アスコット競馬場は昨年改修を行ったため、昨年のロイヤルアスコット開催はヨーク競馬場で行われました。よって、今年が改修後はじめての開催となります。

2006_06220022_1 これは1コーナーのコース上からスタンドを撮った写真です。スタンドも現代的になりました(昔のスタンドは知りませんが・・・)。

ヨーク競馬場もスタンドを改修したばかりのようでしたし、いま、建て替えが進んでいる時期なのでしょうか?

スタンドの敷地に入るためには、約30ポンド以上の入場券を買っておく必要があります。
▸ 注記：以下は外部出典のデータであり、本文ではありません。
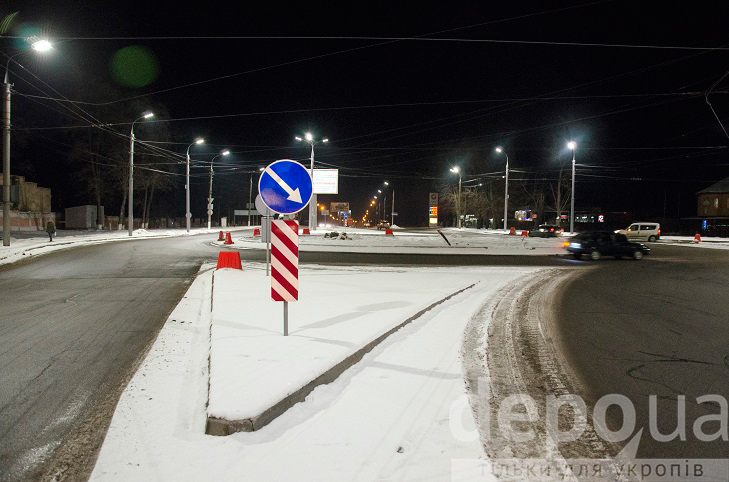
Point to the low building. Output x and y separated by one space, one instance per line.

スタンドの内部は6階?くらいの構造になっていますが、上の階は王室からの招待客、推薦客やジョッキークラブ専用になっていて、一般人は立ち入ることができないようです(あまり動き回っていないので間違っているかも)。

ドレス・コード

ロイヤルアスコット開催はドレスコードが厳しいようで、一般人であっても男性の場合ジャケット・ネクタイの着用が必須のようです。王室からの招待客などの人々は男性の場合モーニング・コート及びシルクハットを着用しなければならないそうです。

2006_06220051_1ですから、こんな感じの人々がたくさんいました。

女性の衣装を見る限り男性よりは自由な感じがしましたが、それでも帽子は必ずかぶらなければならないようです。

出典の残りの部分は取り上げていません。